Tracey Uber Cook
A highly experienced, internationally recognised yoga and meditation teacher based in Townsville, Far North Queensland, Australia, Tracey specialises in teaching pranayama/meditation; personal development; yoga philosophy; and yoga accessibility for the whole community.
Tracey’s meditation and talks can be accessed globally through EkhartYoga.com, the Netherlands-based yoga school that has more than one million followers in 152 countries. Tracey teaches weekly classes through Live and Breathe Yoga, Yoga Health and Everglow in Townsville and is a Queensland Program Leader for Yoga Tools for Schools, a non-profit organisation which helps educators and students manage their own wellbeing using the tools of yoga.
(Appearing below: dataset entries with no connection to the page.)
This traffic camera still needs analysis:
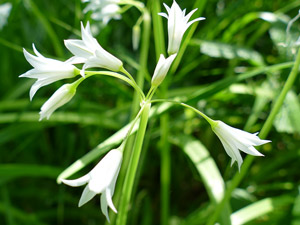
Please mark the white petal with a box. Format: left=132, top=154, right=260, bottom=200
left=64, top=39, right=93, bottom=58
left=163, top=3, right=170, bottom=13
left=184, top=8, right=198, bottom=22
left=78, top=185, right=97, bottom=207
left=100, top=191, right=110, bottom=222
left=60, top=174, right=90, bottom=187
left=238, top=145, right=264, bottom=156
left=65, top=56, right=86, bottom=64
left=106, top=187, right=117, bottom=213
left=32, top=44, right=45, bottom=58
left=81, top=22, right=99, bottom=50
left=158, top=12, right=168, bottom=19
left=88, top=150, right=122, bottom=193
left=186, top=17, right=206, bottom=29
left=23, top=48, right=46, bottom=68
left=29, top=79, right=48, bottom=101
left=217, top=133, right=243, bottom=170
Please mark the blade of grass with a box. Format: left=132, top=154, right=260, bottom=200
left=172, top=134, right=231, bottom=225
left=231, top=195, right=294, bottom=225
left=24, top=0, right=64, bottom=57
Tracey’s background and depth of training allow her to teach and inspire a diverse range of students in particular school children, senior citizens, school teachers and government workers, and people suffering from chronic injuries and conditions. Tracey regularly runs intensives, weekend workshops, retreats, and teacher trainings, including training more than 100 yoga teachers through YTT with Esther Ekhart, Founder of Ekhart Yoga.
As well as restorative/yin yoga, yoga nidra, meditation and pranayama classes, she teaches inversion-free yoga and chair yoga (based on methodologies by Sherry Zack Morris) to ensure more humans have greater accessibility to the physical, emotional, mental and spiritual benefits of yoga.
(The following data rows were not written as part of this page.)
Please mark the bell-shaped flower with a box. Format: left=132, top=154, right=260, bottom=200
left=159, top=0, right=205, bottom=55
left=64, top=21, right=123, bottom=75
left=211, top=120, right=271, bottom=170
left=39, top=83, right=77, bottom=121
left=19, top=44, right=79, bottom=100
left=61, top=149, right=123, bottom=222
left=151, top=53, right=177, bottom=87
Tracey has lived and shared the practice of yoga for over 20 years in many environments including living on a tiny island of Koh Tao in Thailand, at the foothills of the Himalayas, in retreat in the forests surrounding Goa and caring for a family member in Michigan with a debilitating spinal injury. She has also worked as an Operations Manager for Himalayan Exposure; an Adventure Leader and Program Developer in remote areas of China, Malaysia, Singapore, Vietnam, Tibet and Cambodia for Intrepid Travel; and in marketing development for Intrepid in the United States.
These diverse life experiences have reinforced in Tracey that there is something deeper than what is on the surface of our lives, beyond the external, beyond experience itself. “For me transformation is going from the known to the felt. Through the process of yoga, we work through layers to move towards that still and loving space. I was drawn to yoga as a process to access that space. That is where the joy and peace is.”
Her main yogic influence, UK-born Clive Sheridan’s teachings are based on Advaita Vedanta and Tantric traditions. Other influences include Julie Martin’s Brahmanic Yoga, Mindfulness pioneer Jack Kornfield, meditation teacher Burgs, yin yoga expert Paul Grilley, Ekhart Tolle, Vedanta Society leader Swami Sarvapriyananda and Vipassana teacher Phillip Moffitt.
Tracey has a Bachelor of Science (Communications), Hons. from Northwestern University, Evanston, Illinois. She has also attended Trauma Sensitive Yoga with Shirley Hicks; Advaita Vedanta and Tantric Lineage studies; and ongoing Sivananda and Yoga Sutra Studies (Yoga Philosophy).

Specialties and Skills
Pranayama/Meditation
Transformational Experience
Yoga Philosophy
Community Yoga
Yoga in Education
Yoga for Kids
Trauma-informed Yoga
Restorative Yoga/Yoga Nidra
Nutrition
Pre-Natal
CPR/First-Aid Certified








Years of searching and questioning and looking for answers in spiritual traditions and sacred places has led Tracey to this realization:
Each moment holds everything we could possibly need to know. We just need to remember how to really listen to the wordless message each moment holds.
Like white light shines through a prism, radiating the vibrant colours of the rainbow, so too we are the vibrant Living Expressions, cast from light of consciousness. We are the Living Expression of this magnificence, but somehow along the way we have forgotten.
Living Expression with Tracey Uber Cook offers tools and techniques to re-connect us to the pure, unchanging essence, which is ever-present in everything, everywhere. The transformational tools of asana, pranayama, meditation, and chanting point the way and remind us that we are so much more than the thoughts in our minds or the things we experience on the surface of our lives.